The composed subsystems are reachable directly, and lifecycle helpers clear state:

mgr.conversation  # the ConversationMemory instance
mgr.working       # the WorkingMemory instance
mgr.store         # the underlying MemoryStore

mgr.clear_conversation(cid)  # clear one conversation
mgr.clear_working()          # clear working memory
mgr.clear_all()              # clear both

Forking

When delegating to a sub-agent or branching a pipeline, fork() creates a child manager that shares conversation memory but has independent working memory:

child = mgr.fork(working_scope_id="sub-agent-classify")
child.set_fact("classification", "invoice")
# parent's working memory is unaffected

Integration Points

Agents

agent = FireflyAgent(name="bot", model="openai:gpt-4o", memory=mgr)
result = await agent.run("Hi", conversation_id=cid)
# message_history is auto-injected, new messages auto-stored

Multi-Agent Delegation

from fireflyframework_agentic.agents.delegation import DelegationRouter, RoundRobinStrategy

router = DelegationRouter([agent_a, agent_b], RoundRobinStrategy(), memory=mgr)
result = await router.route("Translate this text.")
# delegated agent receives a forked memory scope

Pipelines

from fireflyframework_agentic.pipeline.context import PipelineContext

ctx = PipelineContext(inputs=data, memory=mgr)
result = await engine.run(context=ctx)
# AgentStep and ReasoningStep automatically propagate memory

Reasoning Patterns

Memory is injected into the reasoning state dict as state["memory"]:

result = await pattern.execute(agent, "Analyze this", memory=mgr)
# Inside pattern hooks: state["memory"].working.set("key", "value")

Host Services

The framework is a pure in-process library: it serves no HTTP port.
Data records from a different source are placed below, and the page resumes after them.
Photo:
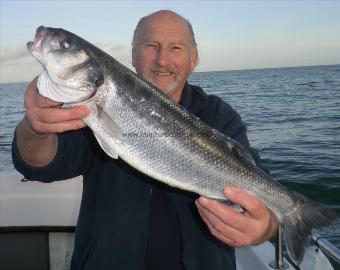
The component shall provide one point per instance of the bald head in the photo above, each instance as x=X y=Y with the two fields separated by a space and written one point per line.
x=164 y=51
x=158 y=16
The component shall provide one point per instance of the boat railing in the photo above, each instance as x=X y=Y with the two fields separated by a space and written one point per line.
x=279 y=264
x=320 y=242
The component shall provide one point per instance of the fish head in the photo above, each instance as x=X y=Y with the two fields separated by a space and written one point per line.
x=67 y=59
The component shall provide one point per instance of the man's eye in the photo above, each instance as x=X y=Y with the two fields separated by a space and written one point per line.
x=65 y=45
x=151 y=45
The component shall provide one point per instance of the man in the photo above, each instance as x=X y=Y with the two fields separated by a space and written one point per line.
x=126 y=220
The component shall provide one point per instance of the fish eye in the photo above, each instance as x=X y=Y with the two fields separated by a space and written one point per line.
x=65 y=45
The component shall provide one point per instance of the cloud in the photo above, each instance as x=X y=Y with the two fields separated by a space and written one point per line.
x=12 y=53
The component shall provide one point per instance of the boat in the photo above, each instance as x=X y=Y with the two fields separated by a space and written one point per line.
x=37 y=225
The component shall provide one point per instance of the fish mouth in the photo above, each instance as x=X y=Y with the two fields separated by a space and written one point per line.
x=39 y=39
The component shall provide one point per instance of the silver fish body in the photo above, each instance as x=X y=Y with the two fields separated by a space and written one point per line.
x=135 y=121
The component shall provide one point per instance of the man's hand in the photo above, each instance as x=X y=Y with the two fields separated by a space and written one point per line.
x=36 y=137
x=256 y=225
x=47 y=116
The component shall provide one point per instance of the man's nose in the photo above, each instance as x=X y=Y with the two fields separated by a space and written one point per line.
x=163 y=57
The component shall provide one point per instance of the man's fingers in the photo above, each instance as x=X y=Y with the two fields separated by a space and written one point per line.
x=60 y=127
x=226 y=214
x=57 y=115
x=220 y=230
x=253 y=206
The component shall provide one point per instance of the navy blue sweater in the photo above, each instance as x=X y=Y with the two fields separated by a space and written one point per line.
x=126 y=220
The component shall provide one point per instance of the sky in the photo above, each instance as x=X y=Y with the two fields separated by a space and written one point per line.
x=230 y=34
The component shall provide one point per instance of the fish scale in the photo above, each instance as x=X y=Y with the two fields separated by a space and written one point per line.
x=181 y=150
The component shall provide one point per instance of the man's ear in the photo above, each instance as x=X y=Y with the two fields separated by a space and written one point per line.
x=133 y=57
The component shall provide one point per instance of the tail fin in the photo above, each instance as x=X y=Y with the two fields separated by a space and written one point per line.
x=300 y=223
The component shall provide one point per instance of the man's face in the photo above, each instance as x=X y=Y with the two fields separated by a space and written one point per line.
x=164 y=54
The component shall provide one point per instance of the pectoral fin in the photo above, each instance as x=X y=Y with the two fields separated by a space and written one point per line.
x=107 y=148
x=108 y=124
x=111 y=132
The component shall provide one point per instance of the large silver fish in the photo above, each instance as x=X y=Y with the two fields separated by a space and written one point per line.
x=135 y=121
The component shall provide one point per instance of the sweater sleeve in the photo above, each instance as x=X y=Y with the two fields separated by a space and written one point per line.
x=73 y=157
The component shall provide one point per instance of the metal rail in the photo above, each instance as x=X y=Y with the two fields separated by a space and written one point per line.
x=326 y=247
x=323 y=244
x=6 y=144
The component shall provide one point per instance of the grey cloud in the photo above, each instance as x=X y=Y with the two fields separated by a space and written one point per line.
x=9 y=54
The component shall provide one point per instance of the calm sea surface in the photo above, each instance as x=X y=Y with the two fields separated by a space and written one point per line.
x=292 y=115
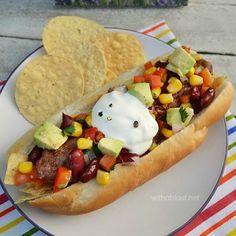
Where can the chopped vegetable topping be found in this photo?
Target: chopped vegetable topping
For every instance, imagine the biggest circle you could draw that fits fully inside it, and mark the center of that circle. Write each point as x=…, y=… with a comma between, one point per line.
x=183, y=114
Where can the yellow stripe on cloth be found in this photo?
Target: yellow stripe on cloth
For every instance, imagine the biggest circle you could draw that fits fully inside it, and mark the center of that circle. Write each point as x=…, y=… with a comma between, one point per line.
x=231, y=233
x=11, y=224
x=162, y=33
x=231, y=159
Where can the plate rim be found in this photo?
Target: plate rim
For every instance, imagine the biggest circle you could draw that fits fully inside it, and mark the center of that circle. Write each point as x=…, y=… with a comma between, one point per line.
x=174, y=231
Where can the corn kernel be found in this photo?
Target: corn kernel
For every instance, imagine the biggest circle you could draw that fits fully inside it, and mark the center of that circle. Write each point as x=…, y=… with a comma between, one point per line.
x=186, y=105
x=102, y=177
x=151, y=70
x=195, y=80
x=25, y=167
x=166, y=98
x=153, y=146
x=191, y=72
x=88, y=120
x=156, y=92
x=84, y=143
x=171, y=79
x=174, y=86
x=167, y=132
x=78, y=130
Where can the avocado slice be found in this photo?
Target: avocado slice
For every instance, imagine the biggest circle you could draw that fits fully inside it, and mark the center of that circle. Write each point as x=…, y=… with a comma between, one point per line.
x=110, y=146
x=180, y=62
x=179, y=116
x=143, y=92
x=49, y=136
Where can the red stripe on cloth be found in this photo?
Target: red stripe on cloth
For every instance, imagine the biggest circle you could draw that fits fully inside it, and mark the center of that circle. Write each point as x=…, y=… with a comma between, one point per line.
x=207, y=213
x=153, y=28
x=3, y=198
x=218, y=224
x=227, y=177
x=3, y=213
x=2, y=82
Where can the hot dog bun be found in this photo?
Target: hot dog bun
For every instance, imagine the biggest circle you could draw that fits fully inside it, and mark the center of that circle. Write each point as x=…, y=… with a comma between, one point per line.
x=80, y=198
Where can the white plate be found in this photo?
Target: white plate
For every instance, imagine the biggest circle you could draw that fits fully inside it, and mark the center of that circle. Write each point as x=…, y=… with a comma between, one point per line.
x=158, y=207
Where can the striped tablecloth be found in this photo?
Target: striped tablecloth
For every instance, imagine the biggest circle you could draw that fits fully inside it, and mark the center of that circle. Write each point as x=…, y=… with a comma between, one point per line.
x=217, y=218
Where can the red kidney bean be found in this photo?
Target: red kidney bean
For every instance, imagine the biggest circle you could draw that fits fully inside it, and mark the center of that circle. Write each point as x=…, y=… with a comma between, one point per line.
x=195, y=93
x=66, y=121
x=35, y=154
x=205, y=64
x=90, y=172
x=207, y=97
x=76, y=163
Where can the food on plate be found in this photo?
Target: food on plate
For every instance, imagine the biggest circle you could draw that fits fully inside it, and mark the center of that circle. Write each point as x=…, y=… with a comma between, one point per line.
x=47, y=84
x=67, y=31
x=92, y=61
x=100, y=54
x=109, y=142
x=122, y=52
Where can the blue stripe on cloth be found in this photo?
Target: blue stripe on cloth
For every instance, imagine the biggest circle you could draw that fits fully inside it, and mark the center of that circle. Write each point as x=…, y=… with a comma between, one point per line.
x=232, y=130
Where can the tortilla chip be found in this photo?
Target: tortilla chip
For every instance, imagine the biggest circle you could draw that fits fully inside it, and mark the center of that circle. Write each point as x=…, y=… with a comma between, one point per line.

When a host service exposes agents over its own transport, it owns the wiring of conversation_id from the inbound request to agent.run(..., conversation_id=...). The memory backend simply provides the stateful continuity behind that call.


Configuration

Memory settings are configured via environment variables (prefix FIREFLY_AGENTIC_) and consumed by MemoryManager.from_config():

# Core
export FIREFLY_AGENTIC_MEMORY_BACKEND=in_memory  # in_memory | file | postgres | mongodb
export FIREFLY_AGENTIC_MEMORY_MAX_CONVERSATION_TOKENS=128000
export FIREFLY_AGENTIC_MEMORY_SUMMARIZE_THRESHOLD=10  # token count (small default; raise for prod)
export FIREFLY_AGENTIC_MEMORY_FILE_DIR=.firefly_memory  # used by the "file" backend

# PostgreSQL backend
export FIREFLY_AGENTIC_MEMORY_POSTGRES_URL=postgresql://user:pass@localhost/firefly
export FIREFLY_AGENTIC_MEMORY_POSTGRES_POOL_SIZE=10
export FIREFLY_AGENTIC_MEMORY_POSTGRES_POOL_MIN_SIZE=2
export FIREFLY_AGENTIC_MEMORY_POSTGRES_SCHEMA=firefly_memory

# MongoDB backend
export FIREFLY_AGENTIC_MEMORY_MONGODB_URL=mongodb://localhost:27017/
export FIREFLY_AGENTIC_MEMORY_MONGODB_DATABASE=firefly_memory
export FIREFLY_AGENTIC_MEMORY_MONGODB_COLLECTION=entries
export FIREFLY_AGENTIC_MEMORY_MONGODB_POOL_SIZE=10

Note: the from_config() env path supports in_memory, file, postgres, and mongodb. SQLiteStore is constructed explicitly (SQLiteStore(path)) and passed via MemoryManager(store=...).